From Zero to Airflow: bootstrapping a ML platform
2020-07-15 , Melbourne Meetup, [Sessions start: Thursday 16.07 2pm (Wednesday 15.07, 9 pm PDT)]

At Bluevine we use Airflow to drive our ML platform. In this talk, I'll present the challenges and gains we had at transitioning from a single server running python scripts with cron to a full blown Airflow setup. This includes: supporting multiple Python versions, event driven DAGs, performance issues and more!
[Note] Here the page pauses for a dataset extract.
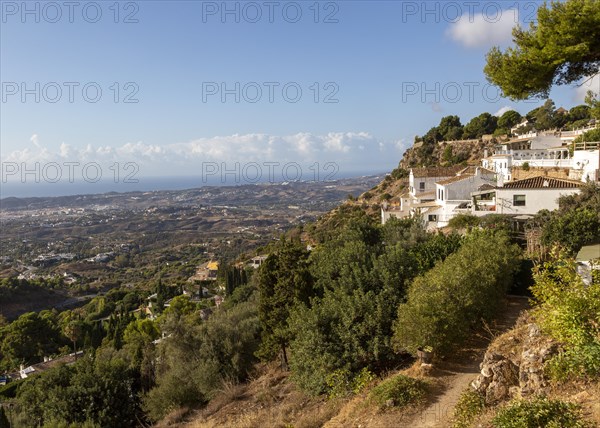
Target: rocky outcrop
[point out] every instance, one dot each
(514, 364)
In Bluevine, we were looking to upgrade our data processing infrastructure from a single server running Python scripts with Cron to a more scalable solution that allows for workflows (DAGs) and better observability of the application state. Airflow proved to be a valuable tool, though not without some sharp edges. Some of the points that I'll cover are:

  • Supporting multiple Python versions
  • Event driven DAGs
  • Airflow Performance issues and how we circumvented them
  • Building Airflow plugins to enhance observability
  • Monitoring Airflow using Grafana
  • CI for Airflow DAGs (super useful!)
  • Patching Airflow scheduler

I live in Tel-Aviv with my wife, baby-daughter and dog. I used to teach Python classes, do freelance work and organize Python community gatherings (PywebIL and Pycon Israel). These days I'm working as a data engineering team lead a Bluevine.